Export-Import Bank Exposure Grows as Private Lenders Profit

The large numbers that spill across Ex-Im balance sheets concern all US taxpayers. Although names like JP Morgan and TD Bank are listed on these records, taxpayers are ultimately responsible for these liabilities. The US government should not exploit taxpayers’ credit to funnel risk-protected assets to large private corporations. It is past time to put this cash cow for cronies out to pasture.

The Export-Import Bank is one of the least defensible corporatist boondoggles that taxpayers are forced to subsidize. This US government-owned corporation styles itself as a self-sustaining independent executive agency that selflessly serves the public by “support[ing] jobs in the United States,” “facilitating the export of US goods and services,” “provid[ing] competitive export financing,” and “ensur[ing] a level playing field for US exports in the global marketplace.” In reality, the Ex-Im Bank is little more than a publicly subsidized piggy bank for large corporations, who retain private profits while transferring risk to taxpayers.

This week’s charts use data from the Export-Import Bank’s Annual Reports, public data on Export-Import FY 2012 Applications, to display Ex-Im activity from 2007 through 2013 and major private lenders for FY 2012. The data reveal an agency that funnels taxpayers’ dollars to prop up profits for some of the largest financial corporations in the United States and abroad.

The first chart displays the total amount of exposure, authorizations, and deals made using data from the Ex-Im Bank’s series of annual reports for the years 2007 through 2013. Measured on the left axis, the total amount of exposure—defined by the Ex-Im Bank as “authorized outstanding and undisbursed principal balance of loans, guarantees, and insurance” plus “unrecovered balances of payments made on claims . . . under the export guarantee and insurance programs”—has consistently grown over time. In layman’s terms, this is the amount of risk for which taxpayers are on the hook. Total Ex-Im Bank exposure grew from $57.42 billion in 2007 to $113.83 billion in 2013—never dropping once during this period. Meanwhile, total authorizations, or normal budget funding totals, while small in comparison to the high exposure levels sustained for the past seven years, still grew steadily from $12.37 billion in 2007 to $35.73 billion in 2012 before dropping slightly to $27.29 billion in 2013. Finally, the total number of deals that the Ex-Im Bank makes each year is represented by the gray line and measured on the right axis. Since 2009, far more private corporations have gotten in on the corporatist gravy train. The total number of Ex-Im Bank deals made expanded from a relatively modest 2,951 deals in 2009 to 4,061 deals in 2013.

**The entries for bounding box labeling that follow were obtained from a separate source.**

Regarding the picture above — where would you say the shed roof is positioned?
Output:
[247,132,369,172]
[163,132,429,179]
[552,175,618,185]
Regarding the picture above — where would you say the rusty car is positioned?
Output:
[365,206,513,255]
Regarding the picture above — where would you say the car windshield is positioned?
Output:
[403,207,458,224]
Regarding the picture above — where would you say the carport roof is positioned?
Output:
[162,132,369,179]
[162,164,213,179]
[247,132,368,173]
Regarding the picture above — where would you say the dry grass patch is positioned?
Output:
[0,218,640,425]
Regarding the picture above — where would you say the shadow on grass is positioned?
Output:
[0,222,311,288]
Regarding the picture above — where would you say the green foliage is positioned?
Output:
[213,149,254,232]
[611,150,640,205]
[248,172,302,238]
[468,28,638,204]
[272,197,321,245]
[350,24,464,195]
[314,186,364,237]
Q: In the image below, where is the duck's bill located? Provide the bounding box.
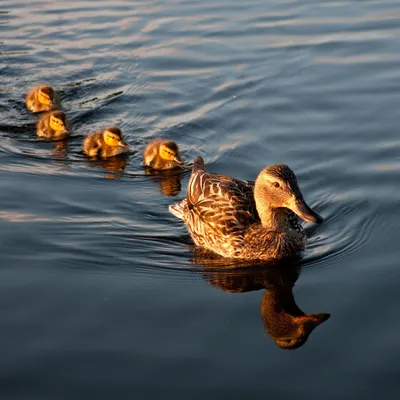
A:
[290,199,324,224]
[174,156,183,164]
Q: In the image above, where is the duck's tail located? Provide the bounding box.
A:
[168,199,187,221]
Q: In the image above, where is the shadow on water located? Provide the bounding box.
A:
[193,255,330,350]
[85,154,129,179]
[144,167,185,197]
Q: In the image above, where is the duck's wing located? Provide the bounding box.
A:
[186,157,258,236]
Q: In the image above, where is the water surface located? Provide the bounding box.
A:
[0,0,400,400]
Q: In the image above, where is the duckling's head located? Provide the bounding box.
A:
[159,142,182,164]
[103,126,128,147]
[38,86,56,108]
[254,164,323,223]
[49,111,69,133]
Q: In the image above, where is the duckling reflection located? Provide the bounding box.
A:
[199,265,330,349]
[86,154,129,179]
[145,167,183,197]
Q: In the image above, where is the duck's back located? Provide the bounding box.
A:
[176,157,259,257]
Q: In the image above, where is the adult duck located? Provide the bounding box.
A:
[169,157,322,260]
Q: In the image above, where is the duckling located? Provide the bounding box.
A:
[143,139,182,170]
[37,110,71,140]
[83,126,129,158]
[25,85,61,112]
[169,157,323,260]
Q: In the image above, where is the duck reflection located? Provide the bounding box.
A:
[145,167,183,197]
[198,258,330,349]
[86,154,128,179]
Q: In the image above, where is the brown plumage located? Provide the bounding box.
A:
[36,110,71,140]
[143,139,182,170]
[169,157,322,260]
[25,85,61,112]
[83,126,129,158]
[195,264,330,349]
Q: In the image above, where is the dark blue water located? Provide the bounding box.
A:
[0,0,400,400]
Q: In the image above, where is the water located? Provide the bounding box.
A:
[0,0,400,399]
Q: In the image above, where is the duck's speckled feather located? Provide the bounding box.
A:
[170,158,305,259]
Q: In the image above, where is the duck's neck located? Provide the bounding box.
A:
[254,181,287,232]
[257,204,287,231]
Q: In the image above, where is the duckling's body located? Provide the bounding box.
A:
[169,157,322,260]
[83,126,129,158]
[143,139,182,170]
[25,85,61,112]
[37,110,71,140]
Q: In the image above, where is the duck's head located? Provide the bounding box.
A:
[159,142,182,164]
[38,86,56,109]
[254,164,323,223]
[103,126,128,148]
[49,111,70,133]
[267,313,331,350]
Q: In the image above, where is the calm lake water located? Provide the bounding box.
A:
[0,0,400,400]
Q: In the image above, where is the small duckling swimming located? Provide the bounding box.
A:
[25,85,61,112]
[143,139,182,170]
[83,126,129,158]
[36,110,71,140]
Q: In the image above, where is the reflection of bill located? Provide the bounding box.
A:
[145,167,182,196]
[195,257,330,349]
[261,287,330,349]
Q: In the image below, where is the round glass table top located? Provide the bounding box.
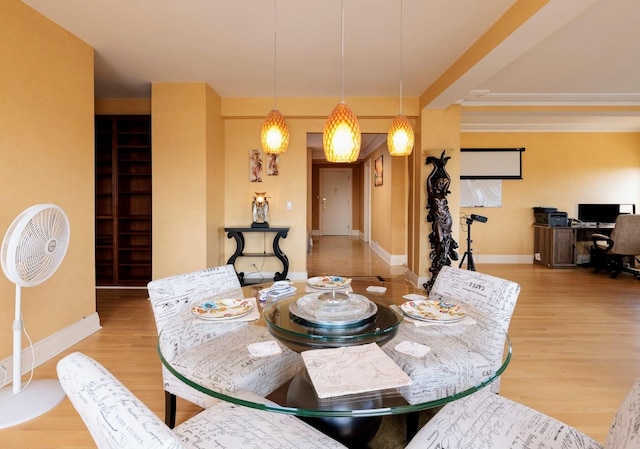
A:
[158,282,511,418]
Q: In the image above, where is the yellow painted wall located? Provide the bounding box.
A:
[224,115,310,273]
[151,83,210,279]
[460,132,640,261]
[205,86,227,266]
[0,0,96,359]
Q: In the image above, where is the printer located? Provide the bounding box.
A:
[533,206,569,228]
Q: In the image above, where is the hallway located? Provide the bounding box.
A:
[307,235,407,281]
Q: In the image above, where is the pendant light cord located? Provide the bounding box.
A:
[340,0,344,103]
[273,0,278,109]
[400,0,404,115]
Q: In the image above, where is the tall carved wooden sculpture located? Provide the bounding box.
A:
[423,151,458,291]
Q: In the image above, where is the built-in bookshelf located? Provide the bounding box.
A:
[95,115,151,286]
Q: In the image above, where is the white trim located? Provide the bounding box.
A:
[369,240,408,265]
[460,108,640,133]
[472,254,533,266]
[0,312,102,382]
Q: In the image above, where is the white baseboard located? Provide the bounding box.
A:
[369,241,407,265]
[0,312,101,382]
[472,254,533,266]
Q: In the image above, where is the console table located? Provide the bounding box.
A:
[224,226,291,286]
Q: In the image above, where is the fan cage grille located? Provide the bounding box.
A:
[1,205,69,287]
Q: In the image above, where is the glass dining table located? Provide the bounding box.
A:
[158,280,512,447]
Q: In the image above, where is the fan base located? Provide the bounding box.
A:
[0,379,65,429]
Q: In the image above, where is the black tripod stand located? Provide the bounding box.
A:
[458,218,476,271]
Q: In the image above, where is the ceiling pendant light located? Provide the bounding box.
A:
[322,0,361,162]
[387,0,415,156]
[260,0,289,154]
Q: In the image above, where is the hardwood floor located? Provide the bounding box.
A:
[0,237,640,449]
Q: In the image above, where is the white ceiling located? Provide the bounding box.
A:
[23,0,640,138]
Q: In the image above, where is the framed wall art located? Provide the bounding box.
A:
[249,150,262,182]
[267,153,280,176]
[373,155,383,187]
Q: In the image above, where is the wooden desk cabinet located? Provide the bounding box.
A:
[533,225,577,268]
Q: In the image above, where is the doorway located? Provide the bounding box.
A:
[318,168,352,235]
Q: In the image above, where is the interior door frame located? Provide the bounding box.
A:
[362,159,371,243]
[318,167,353,235]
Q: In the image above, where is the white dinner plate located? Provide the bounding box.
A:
[307,276,351,290]
[191,298,253,321]
[400,299,466,323]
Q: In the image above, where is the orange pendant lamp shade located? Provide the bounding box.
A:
[387,114,415,156]
[322,102,362,162]
[260,109,289,154]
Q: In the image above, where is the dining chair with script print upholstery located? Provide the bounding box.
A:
[383,266,520,438]
[406,379,640,449]
[57,352,344,449]
[147,265,302,427]
[383,266,520,404]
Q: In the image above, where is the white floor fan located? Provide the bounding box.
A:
[0,204,69,429]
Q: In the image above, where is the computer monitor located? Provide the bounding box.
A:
[578,204,620,223]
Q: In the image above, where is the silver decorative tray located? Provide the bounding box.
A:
[289,291,378,327]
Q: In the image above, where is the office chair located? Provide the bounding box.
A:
[591,214,640,279]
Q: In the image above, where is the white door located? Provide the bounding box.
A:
[319,168,351,235]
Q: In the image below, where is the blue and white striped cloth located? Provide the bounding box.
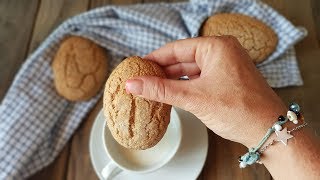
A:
[0,0,306,179]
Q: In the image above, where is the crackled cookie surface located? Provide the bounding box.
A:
[103,56,171,149]
[52,36,107,101]
[201,13,278,63]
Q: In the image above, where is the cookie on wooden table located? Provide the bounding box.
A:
[201,13,278,63]
[103,56,171,150]
[52,36,108,101]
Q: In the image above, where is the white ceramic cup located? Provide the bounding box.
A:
[101,108,182,179]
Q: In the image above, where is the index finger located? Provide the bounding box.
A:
[144,37,208,66]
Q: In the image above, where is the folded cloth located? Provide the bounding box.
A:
[0,0,306,179]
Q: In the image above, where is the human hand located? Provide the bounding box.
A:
[126,36,286,147]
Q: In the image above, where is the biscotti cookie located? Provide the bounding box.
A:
[201,13,278,63]
[52,36,107,101]
[103,56,171,150]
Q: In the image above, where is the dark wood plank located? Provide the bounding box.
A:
[267,0,320,132]
[311,0,320,47]
[66,100,102,180]
[66,0,139,180]
[29,0,89,53]
[29,0,89,180]
[0,0,39,101]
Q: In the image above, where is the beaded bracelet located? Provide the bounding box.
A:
[239,103,307,168]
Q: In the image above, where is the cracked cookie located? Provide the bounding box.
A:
[52,36,108,101]
[201,13,278,63]
[103,56,171,150]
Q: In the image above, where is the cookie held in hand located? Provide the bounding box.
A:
[201,13,278,63]
[52,36,107,101]
[103,56,171,150]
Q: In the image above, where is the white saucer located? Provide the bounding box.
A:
[89,108,208,180]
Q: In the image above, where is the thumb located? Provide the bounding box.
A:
[126,76,192,109]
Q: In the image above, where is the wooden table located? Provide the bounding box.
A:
[0,0,320,180]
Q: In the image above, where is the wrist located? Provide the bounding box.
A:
[241,104,288,148]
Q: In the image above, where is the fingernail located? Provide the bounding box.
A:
[126,79,143,95]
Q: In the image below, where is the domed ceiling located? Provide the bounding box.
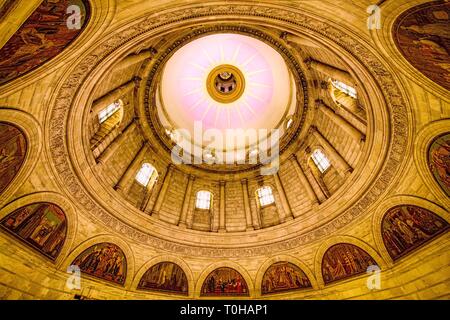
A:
[0,0,450,299]
[160,33,295,149]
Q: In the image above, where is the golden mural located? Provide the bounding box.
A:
[381,205,449,260]
[322,243,377,284]
[393,1,450,90]
[138,262,188,295]
[72,242,127,285]
[0,122,27,195]
[0,203,67,260]
[428,133,450,197]
[0,0,89,85]
[261,261,311,294]
[200,267,249,296]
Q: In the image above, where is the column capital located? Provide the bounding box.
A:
[288,153,298,161]
[308,125,318,134]
[131,76,142,86]
[303,57,314,69]
[314,99,325,109]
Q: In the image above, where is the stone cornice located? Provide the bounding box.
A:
[47,4,410,258]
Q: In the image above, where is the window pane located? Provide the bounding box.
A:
[331,80,357,99]
[311,149,330,173]
[98,101,120,123]
[256,186,275,206]
[195,191,211,210]
[136,163,155,187]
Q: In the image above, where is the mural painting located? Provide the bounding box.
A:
[0,203,67,260]
[0,122,27,194]
[393,1,450,90]
[138,262,188,295]
[0,0,89,85]
[381,205,449,260]
[200,268,249,296]
[322,243,377,284]
[428,133,450,197]
[261,262,311,294]
[72,242,127,285]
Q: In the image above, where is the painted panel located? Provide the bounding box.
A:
[428,133,450,197]
[0,0,89,85]
[261,261,311,294]
[381,205,449,260]
[200,267,249,296]
[72,242,127,285]
[322,243,377,284]
[138,262,188,295]
[0,203,67,260]
[393,1,450,90]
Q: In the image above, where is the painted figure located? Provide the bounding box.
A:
[201,268,249,296]
[393,1,450,90]
[382,205,449,260]
[138,262,188,295]
[72,243,127,285]
[0,203,67,260]
[322,243,377,284]
[261,262,311,294]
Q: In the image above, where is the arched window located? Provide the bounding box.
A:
[136,163,156,187]
[98,101,121,123]
[195,191,211,210]
[331,80,357,99]
[311,149,330,173]
[286,118,294,129]
[256,186,275,207]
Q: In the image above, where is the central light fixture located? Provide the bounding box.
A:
[206,64,245,103]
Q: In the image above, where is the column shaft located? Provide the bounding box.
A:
[114,142,148,193]
[92,79,136,114]
[290,154,320,205]
[219,181,226,232]
[241,179,254,230]
[311,127,353,177]
[152,164,173,215]
[178,175,195,227]
[273,173,293,222]
[96,120,137,164]
[0,0,42,48]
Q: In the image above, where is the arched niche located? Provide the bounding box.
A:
[321,243,378,285]
[0,0,90,85]
[261,261,312,295]
[71,242,127,286]
[428,132,450,197]
[381,205,450,261]
[137,261,189,296]
[392,1,450,90]
[200,267,250,297]
[0,202,68,261]
[0,122,27,195]
[0,109,42,206]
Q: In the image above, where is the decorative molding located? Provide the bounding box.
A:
[47,3,410,259]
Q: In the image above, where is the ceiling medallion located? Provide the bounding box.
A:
[206,64,245,103]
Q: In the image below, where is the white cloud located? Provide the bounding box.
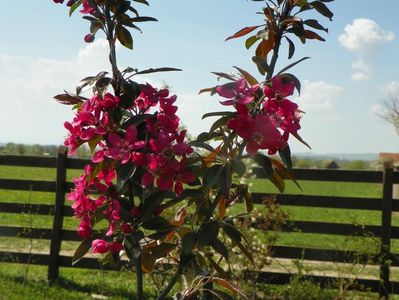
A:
[351,59,372,81]
[378,81,399,97]
[298,80,343,112]
[338,18,395,81]
[0,40,108,144]
[0,39,225,144]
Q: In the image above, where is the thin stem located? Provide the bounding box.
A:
[104,7,122,95]
[266,32,281,80]
[202,192,223,223]
[136,256,143,300]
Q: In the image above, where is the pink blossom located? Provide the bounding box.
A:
[227,109,285,154]
[104,125,144,164]
[80,0,96,14]
[108,242,123,252]
[216,78,258,105]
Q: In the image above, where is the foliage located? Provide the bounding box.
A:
[54,0,332,299]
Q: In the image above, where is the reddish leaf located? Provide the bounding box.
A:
[234,67,259,86]
[211,72,237,81]
[226,25,263,41]
[303,30,326,42]
[255,35,275,58]
[54,94,85,105]
[309,1,334,21]
[245,35,259,49]
[198,87,215,94]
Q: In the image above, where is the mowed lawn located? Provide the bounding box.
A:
[0,166,399,251]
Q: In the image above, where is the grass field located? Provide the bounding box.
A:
[0,166,399,299]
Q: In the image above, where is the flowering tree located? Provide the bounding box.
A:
[53,0,332,299]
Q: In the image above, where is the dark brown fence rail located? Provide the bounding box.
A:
[0,147,399,296]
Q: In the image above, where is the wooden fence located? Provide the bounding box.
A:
[0,147,399,296]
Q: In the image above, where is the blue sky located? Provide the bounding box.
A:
[0,0,399,153]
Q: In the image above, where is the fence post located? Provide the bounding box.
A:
[379,161,393,299]
[47,146,68,281]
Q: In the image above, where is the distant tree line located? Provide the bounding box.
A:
[292,156,377,170]
[0,143,378,170]
[0,143,90,158]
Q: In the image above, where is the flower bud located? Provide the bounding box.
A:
[84,33,94,43]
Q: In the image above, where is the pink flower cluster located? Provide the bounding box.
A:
[216,76,301,154]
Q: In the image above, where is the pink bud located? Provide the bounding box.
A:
[91,239,108,253]
[84,33,94,43]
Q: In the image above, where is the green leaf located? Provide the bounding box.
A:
[303,19,328,33]
[211,72,237,81]
[245,35,259,49]
[197,132,221,142]
[226,25,264,41]
[209,115,232,133]
[222,222,242,243]
[197,221,219,246]
[151,243,176,259]
[181,232,197,257]
[202,165,224,188]
[254,154,285,193]
[252,56,269,75]
[72,239,93,265]
[54,94,86,105]
[69,0,83,16]
[303,30,326,42]
[231,158,247,177]
[234,67,259,86]
[140,251,155,273]
[115,25,133,49]
[140,192,166,220]
[254,153,274,176]
[142,216,171,230]
[211,239,229,260]
[279,73,301,94]
[285,37,295,59]
[90,20,103,34]
[309,1,334,21]
[188,141,215,152]
[122,80,141,107]
[218,164,232,195]
[278,145,292,170]
[277,56,310,75]
[130,17,158,22]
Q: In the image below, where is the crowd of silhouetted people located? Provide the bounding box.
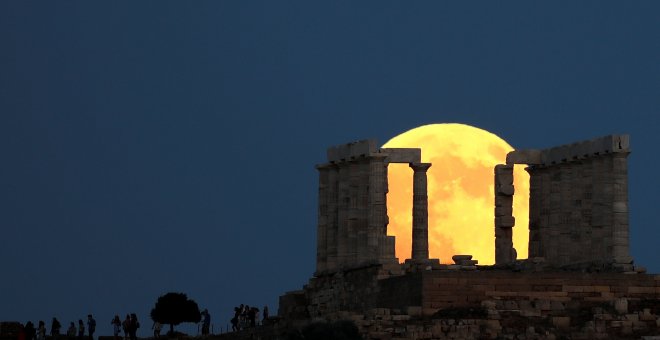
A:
[231,304,269,332]
[11,304,269,340]
[18,314,96,340]
[13,313,145,340]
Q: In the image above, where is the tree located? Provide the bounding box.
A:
[151,293,202,333]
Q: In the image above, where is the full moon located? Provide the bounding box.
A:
[383,124,529,264]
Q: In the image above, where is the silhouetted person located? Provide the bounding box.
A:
[87,314,96,340]
[25,321,37,340]
[17,323,25,340]
[78,319,85,340]
[50,318,62,340]
[37,320,46,340]
[66,321,76,338]
[201,309,211,337]
[248,307,258,327]
[231,307,241,332]
[110,315,121,340]
[151,321,163,338]
[128,313,140,340]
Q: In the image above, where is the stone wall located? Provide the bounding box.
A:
[508,135,633,271]
[280,266,660,339]
[316,140,425,276]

The second chart displays internal Ex-Im Bank data on private lenders that participate—and profit from—Ex-Im projects. As the vast discrepancy between total exposure and total authorization hints, the Ex-Im Bank does not fund or underwrite all of its schemes by itself. According to their website, the Ex-Im Bank “guarantees to lender[s] that, in the event of a payment default by the borrower, it will pay to the lender the outstanding principal and interest on the loan.” We sorted these lenders by instrument amounts and displayed the top 10 heavy hitters for FY 2012, along with a consolidated group of all other lending amounts. 

As the second chart shows, the top corporate beneficiaries of Ex-Im Bank activities include some of the usual suspects—JP Morgan Chase, TD Bank, Citibank, and Wells Fargo—familiar to Americans as recipients of the generous taxpayer-funded bailout packages during the 2008 financial crisis. Foreign banks like Norddeutsche Landesbank also figure in the list, along with the Ex-Im Bank itself. Curiously, and somewhat distressingly, the Ex-Im Bank’s own internal records lists its third-largest lender only as “Unknown.” Another top contender, “Institution Acceptable to EIB [Ex-Im Bank],” is similarly scant on relevant details. This placeholder is included in Ex-Im Reports going back to 2007 and likely refers to loans that were still being shopped around for private partners while the report was being written. While it is very probable that many of these loans were assigned to power players like JP Morgan and TD Bank, the failure to retroactively update these private records with the final details means that taxpayers have no way to know where the funds ultimately went.

The Ex-Im Bank likes to boast about supporting small business, boosting exports, and financing promising projects, but a quick look at their biggest beneficiaries suggests that the Bank is little more than a slush fund for special interests; there is a reason that its nickname is “Boeing’s Bank.” What’s more, the GAO has been sounding the alarm about the Ex-Im Bank’s suspicious underwriting practices and massive expansion for years. 

The large numbers that spill across Ex-Im balance sheets concern all US taxpayers. Although names like JP Morgan and TD Bank are listed on these records, taxpayers are ultimately responsible for these liabilities. The US government should not exploit taxpayers’ credit to funnel risk-protected assets to large private corporations. It is past time to put this cash cow for cronies out to pasture.